Roberto Bagnara <bagnara@cs.unipr.it> writes:

> Ian Lance Taylor wrote:
>> I'm having some trouble building the Graphite support.
>>
>> Using ftp://gcc.gnu.org/pub/gcc/infrastructure/ppl-0.10.2.tar.gz :
>>
>> * Unlike gcc, does not support a --with-gmp option.
>>   + Does support a --with-libgmpxx-prefix option.
>
> What is the trouble with this?  I mean, is it a matter of syntax
> (you prefer the option to be called --with-gmp) or semantics
> (the --with-libgmpxx-prefix does not do the right thing)?

Let me start by saying that my message was aimed at the gcc developers
who have brought PPL and CLooG into the gcc build.  My message was not
aimed at the PPL developers.  When MPFR and GMP were brought into the
build, Kaveh spent quite a bit of time getting everything working
smoothly.  I think that the graphite developers need to spend a similar
amount of time getting the PPL and CLooG builds working smoothly.

--with-gmp vs. --with-libgmpxx-prefix is a matter of syntax.  Since all
gcc developers have to build these packages, it's inconvenient to have
to remember different configure options for different packages.


>> * If GMP was not built with C++ support, fails at build time.
>
> Yes, the C++ interface of GMP is required.  On the other hand,
> also the core of PPL is written in C++.  In whhich sense requiring
> the C++ interface of GMP is a trouble?

This is not a problem with PPL.  It's a problem with the existing build
instructions for gcc developers.


>> * If GMP was not built with exception support, complains at configure
>>   time, and recommends using CPPFLAGS=-fexceptions when building GMP.
>
> Well, "complain" is not the right word.  The PPL configuration script
> simply warns about the fact that the bounded memory capabilities of
> the PPL are not available.  Which is not a problem for GCC, since these
> capabilities are not used by CLooG.  The message was designed not
> to alarm people unnecessarily.  It says: "This is OK, if you do not
> plan to use the bounded memory capabilities offered by the PPL."
> Do you think a different wording could help?
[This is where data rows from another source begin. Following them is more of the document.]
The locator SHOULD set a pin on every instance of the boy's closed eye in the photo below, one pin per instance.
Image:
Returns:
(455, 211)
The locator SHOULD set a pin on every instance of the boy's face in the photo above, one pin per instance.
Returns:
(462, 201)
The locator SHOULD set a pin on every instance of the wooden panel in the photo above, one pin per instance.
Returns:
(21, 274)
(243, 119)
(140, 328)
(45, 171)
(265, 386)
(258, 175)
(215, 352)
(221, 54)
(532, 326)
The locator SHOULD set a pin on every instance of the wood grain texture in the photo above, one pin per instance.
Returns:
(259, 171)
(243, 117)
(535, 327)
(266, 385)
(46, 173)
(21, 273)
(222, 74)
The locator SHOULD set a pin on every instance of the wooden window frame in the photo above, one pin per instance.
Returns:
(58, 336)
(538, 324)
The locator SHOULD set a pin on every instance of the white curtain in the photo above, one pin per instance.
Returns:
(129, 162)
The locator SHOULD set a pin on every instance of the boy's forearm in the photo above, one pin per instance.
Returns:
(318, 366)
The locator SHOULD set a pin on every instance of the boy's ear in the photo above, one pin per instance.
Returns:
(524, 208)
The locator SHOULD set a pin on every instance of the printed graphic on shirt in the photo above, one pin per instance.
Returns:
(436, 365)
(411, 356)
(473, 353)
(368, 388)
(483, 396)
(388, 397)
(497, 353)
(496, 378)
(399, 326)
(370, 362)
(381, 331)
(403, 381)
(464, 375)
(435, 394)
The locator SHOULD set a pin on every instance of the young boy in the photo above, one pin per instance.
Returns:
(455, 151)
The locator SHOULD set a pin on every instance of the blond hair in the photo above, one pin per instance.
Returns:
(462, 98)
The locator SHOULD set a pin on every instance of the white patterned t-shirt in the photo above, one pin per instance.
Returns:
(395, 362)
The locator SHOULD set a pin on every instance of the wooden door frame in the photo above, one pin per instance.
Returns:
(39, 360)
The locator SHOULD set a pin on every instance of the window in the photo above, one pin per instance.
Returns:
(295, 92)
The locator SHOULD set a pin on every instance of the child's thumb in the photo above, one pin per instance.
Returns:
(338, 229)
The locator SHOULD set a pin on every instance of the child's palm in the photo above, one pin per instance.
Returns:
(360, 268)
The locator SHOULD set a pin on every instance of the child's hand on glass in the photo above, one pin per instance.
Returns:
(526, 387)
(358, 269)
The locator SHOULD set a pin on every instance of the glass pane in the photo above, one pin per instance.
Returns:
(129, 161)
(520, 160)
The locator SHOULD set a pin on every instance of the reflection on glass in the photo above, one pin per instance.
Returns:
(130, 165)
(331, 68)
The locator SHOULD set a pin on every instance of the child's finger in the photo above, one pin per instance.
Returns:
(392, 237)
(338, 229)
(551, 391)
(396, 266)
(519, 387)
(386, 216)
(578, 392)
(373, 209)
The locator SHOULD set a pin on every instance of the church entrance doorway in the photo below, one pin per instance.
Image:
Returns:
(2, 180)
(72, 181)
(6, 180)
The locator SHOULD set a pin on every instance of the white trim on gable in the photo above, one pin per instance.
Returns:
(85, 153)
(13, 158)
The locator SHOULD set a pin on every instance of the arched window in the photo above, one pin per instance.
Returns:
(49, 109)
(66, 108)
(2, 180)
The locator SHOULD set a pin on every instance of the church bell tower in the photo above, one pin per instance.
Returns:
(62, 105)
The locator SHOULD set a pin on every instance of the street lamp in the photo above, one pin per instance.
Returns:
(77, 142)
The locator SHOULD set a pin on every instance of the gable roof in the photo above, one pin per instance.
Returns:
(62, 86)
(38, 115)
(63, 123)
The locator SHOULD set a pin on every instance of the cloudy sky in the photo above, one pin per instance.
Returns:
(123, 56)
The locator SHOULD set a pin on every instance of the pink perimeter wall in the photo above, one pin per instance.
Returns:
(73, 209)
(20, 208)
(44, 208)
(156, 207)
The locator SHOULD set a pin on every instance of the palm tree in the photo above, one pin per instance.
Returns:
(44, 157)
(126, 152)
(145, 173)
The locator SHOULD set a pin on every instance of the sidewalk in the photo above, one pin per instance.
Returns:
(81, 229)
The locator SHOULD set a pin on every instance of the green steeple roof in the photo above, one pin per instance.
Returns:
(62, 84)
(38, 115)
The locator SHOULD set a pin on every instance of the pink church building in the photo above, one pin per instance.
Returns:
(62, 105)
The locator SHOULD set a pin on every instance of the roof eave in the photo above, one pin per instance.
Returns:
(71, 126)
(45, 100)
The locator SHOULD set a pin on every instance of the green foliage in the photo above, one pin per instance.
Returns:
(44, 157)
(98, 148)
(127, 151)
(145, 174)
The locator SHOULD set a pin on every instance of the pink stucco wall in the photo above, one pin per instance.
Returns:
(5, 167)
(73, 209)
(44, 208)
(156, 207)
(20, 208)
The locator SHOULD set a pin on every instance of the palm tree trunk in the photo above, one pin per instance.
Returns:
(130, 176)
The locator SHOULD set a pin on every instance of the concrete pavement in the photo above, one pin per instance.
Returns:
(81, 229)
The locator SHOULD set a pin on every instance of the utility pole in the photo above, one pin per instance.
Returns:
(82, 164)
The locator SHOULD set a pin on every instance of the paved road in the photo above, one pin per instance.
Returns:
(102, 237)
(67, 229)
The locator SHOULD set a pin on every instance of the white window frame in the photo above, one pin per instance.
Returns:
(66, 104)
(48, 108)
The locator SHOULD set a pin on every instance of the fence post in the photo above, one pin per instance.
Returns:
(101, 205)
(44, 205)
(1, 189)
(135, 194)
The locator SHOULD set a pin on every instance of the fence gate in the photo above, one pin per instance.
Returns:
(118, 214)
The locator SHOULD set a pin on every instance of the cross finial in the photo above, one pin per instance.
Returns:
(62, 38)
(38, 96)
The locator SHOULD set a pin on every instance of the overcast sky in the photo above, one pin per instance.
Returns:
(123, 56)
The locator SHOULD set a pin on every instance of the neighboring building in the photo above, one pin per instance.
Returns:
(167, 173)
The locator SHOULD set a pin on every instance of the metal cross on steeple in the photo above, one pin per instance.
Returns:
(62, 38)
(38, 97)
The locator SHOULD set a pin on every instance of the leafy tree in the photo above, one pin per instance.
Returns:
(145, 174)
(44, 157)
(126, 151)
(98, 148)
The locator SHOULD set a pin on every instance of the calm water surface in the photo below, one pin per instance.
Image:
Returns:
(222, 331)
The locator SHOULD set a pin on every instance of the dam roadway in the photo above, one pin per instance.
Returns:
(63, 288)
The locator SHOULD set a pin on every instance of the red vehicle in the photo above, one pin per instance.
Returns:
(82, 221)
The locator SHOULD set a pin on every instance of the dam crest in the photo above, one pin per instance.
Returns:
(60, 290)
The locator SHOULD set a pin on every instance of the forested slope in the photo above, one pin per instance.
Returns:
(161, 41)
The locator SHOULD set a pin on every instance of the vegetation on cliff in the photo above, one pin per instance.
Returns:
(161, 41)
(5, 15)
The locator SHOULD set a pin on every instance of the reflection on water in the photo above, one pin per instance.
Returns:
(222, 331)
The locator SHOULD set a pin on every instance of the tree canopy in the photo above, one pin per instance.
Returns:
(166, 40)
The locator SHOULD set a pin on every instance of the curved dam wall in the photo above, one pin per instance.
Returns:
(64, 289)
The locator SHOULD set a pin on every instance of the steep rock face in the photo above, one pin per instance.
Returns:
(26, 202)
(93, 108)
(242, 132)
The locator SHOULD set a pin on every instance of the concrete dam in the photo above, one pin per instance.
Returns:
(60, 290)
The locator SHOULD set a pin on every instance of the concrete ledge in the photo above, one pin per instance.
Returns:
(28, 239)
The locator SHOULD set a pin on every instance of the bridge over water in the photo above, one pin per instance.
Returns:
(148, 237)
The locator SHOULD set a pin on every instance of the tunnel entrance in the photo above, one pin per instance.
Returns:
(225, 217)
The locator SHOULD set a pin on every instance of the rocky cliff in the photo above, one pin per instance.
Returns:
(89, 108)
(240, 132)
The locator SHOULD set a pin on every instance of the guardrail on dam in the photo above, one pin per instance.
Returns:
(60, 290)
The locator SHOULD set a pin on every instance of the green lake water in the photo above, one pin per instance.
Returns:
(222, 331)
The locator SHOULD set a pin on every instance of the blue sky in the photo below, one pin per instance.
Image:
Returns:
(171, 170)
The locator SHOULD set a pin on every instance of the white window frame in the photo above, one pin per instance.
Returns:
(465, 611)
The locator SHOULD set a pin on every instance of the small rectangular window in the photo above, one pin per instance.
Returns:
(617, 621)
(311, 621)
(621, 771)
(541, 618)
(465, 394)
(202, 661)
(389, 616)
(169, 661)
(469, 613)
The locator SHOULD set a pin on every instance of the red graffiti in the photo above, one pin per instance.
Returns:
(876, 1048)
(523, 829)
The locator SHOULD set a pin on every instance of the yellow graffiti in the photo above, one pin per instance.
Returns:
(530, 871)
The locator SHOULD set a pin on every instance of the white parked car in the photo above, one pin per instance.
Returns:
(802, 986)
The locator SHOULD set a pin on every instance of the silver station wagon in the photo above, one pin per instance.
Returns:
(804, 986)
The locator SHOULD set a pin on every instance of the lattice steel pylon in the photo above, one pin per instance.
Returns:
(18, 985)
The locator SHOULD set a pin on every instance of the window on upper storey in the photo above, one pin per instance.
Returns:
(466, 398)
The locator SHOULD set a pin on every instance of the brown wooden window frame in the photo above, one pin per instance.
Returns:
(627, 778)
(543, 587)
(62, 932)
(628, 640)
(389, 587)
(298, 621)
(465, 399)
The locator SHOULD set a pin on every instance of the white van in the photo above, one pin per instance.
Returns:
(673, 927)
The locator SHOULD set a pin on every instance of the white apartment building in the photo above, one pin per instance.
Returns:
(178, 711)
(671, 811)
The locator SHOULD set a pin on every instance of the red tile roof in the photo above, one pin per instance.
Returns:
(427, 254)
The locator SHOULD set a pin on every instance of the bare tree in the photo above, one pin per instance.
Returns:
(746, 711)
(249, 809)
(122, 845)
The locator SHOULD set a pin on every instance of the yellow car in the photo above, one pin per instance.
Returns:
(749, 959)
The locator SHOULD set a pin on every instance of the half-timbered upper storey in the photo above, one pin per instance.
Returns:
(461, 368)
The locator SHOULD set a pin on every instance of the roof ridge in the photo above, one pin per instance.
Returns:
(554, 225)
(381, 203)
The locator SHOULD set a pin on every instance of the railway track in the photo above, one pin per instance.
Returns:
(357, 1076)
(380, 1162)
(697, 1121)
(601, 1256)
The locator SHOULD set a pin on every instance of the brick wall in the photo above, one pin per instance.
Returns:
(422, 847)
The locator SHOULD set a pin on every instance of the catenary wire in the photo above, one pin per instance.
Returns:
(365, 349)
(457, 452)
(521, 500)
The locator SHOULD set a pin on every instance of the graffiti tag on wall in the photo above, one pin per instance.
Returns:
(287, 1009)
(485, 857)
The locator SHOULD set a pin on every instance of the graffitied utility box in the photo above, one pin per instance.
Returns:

Since I don't actually know anything about PPL, the message didn't mean
anything to me.  I didn't know whether GCC used those features or not.
So this is a problem with the existing build instructions: they need to
document this message and state clearly that it may be ignored for
purposes of using PPL with GCC.


>>   + CPPFLAGS is for preprocessor flags, and -fexceptions is not a
>>     preprocessor flag.  However, I admit that setting CFLAGS does not
>>     work correctly, as GMP seems to have special requirements for it.
>
> In facto, our use of CPPFLAGS is motivated by the fact that using CFLAGS
> for that purpose was not working, once upon a time.  See:
>
>   http://www.cs.unipr.it/pipermail/ppl-devel/2001-October/000639.html
>   http://www.cs.unipr.it/pipermail/ppl-devel/2001-October/000663.html
>
> Perhaps it works now: we will check again and, in case it works,
> we will amend the configuration script, documentation and web site.

It will still fail as these messages describe.  When the user sets
CFLAGS, it overrides the default CFLAGS setting.  The best way to make
this work may be to work with the GMP developers.  Again, this is not a
responsibility of the PPL developers, and in fact I have no idea whether
this matters for the ways in which GCC uses PPL.


>>   + I think they mean -funwind-tables anyhow.
>
> We do that because:
>
>        -funwind-tables
>            Similar to -fexceptions, except that it will just generate any
>            needed static data, but will not affect the generated code in any
>            other way.  You will normally not enable this option; instead, a
>            language processor that needs this handling would enable it on your

As far as I know, enabling -funwind-tables for C code is sufficient to
throw exceptions from C++ code to C++ code across that C code.  The
documentation is somewhat misleading.  You never need to specify this
option when your program is written entirely in one language.  Things
are different in multi-language programs.